Final answer:
To calculate the iterated integral of (x/y + y/x) dydx, each part is integrated with respect to y, evaluated between 1 and 4, and then integrated with respect to x between 1 and 16. The iterated integral adds the areas under the curves defined by x/y and y/x over the given limits.
Step-by-step explanation:
To calculate the iterated integral ∫¹⁶₁ ∫⁴₁ (x/y + y/x) dydx, you first integrate with respect to y, while treating x as a constant, and then integrate the result with respect to x. The given integral represents the sum of two separate integrals due to the properties of integrals over sums.

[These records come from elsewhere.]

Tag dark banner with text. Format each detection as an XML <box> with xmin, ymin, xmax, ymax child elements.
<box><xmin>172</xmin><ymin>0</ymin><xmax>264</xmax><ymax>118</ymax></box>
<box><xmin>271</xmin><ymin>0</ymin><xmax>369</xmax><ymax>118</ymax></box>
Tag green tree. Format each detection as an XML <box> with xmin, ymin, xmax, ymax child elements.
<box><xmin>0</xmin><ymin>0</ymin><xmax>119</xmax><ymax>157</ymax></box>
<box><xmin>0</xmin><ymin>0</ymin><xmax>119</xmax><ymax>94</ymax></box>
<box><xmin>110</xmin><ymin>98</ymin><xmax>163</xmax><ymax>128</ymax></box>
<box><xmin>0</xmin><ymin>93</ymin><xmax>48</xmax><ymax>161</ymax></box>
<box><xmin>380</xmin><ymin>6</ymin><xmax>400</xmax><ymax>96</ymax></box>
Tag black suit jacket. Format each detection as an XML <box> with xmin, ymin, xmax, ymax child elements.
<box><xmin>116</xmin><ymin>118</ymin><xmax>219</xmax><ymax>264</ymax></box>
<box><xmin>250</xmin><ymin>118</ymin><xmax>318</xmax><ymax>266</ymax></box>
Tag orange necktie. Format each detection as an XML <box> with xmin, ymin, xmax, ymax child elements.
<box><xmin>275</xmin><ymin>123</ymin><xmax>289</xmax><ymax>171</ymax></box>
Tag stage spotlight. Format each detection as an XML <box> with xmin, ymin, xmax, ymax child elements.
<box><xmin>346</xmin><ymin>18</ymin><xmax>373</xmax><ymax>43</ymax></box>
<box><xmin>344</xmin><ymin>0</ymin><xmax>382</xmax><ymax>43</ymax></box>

First, consider the integral of x/y with respect to y:
∫ (x/y) dy = x ∫ (1/y) dy = x ln|y|
And for the integral of y/x with respect to y:
∫ (y/x) dy = (1/x) ∫ y dy = ½ (y^2/x)
Now, putting these together, we have:
∫ (∫ (x/y + y/x) dy) dx = ∫ (x ln|y| + ½(y^2/x)) dydx
You then evaluate these from y=1 to y=4, and substitute these values into the expression before finally integrating with respect to x from x=1 to x=16.
Performing these steps provides the value of the iterated integral, which represents the summation of the area under the curve defined by the functions within the given limits.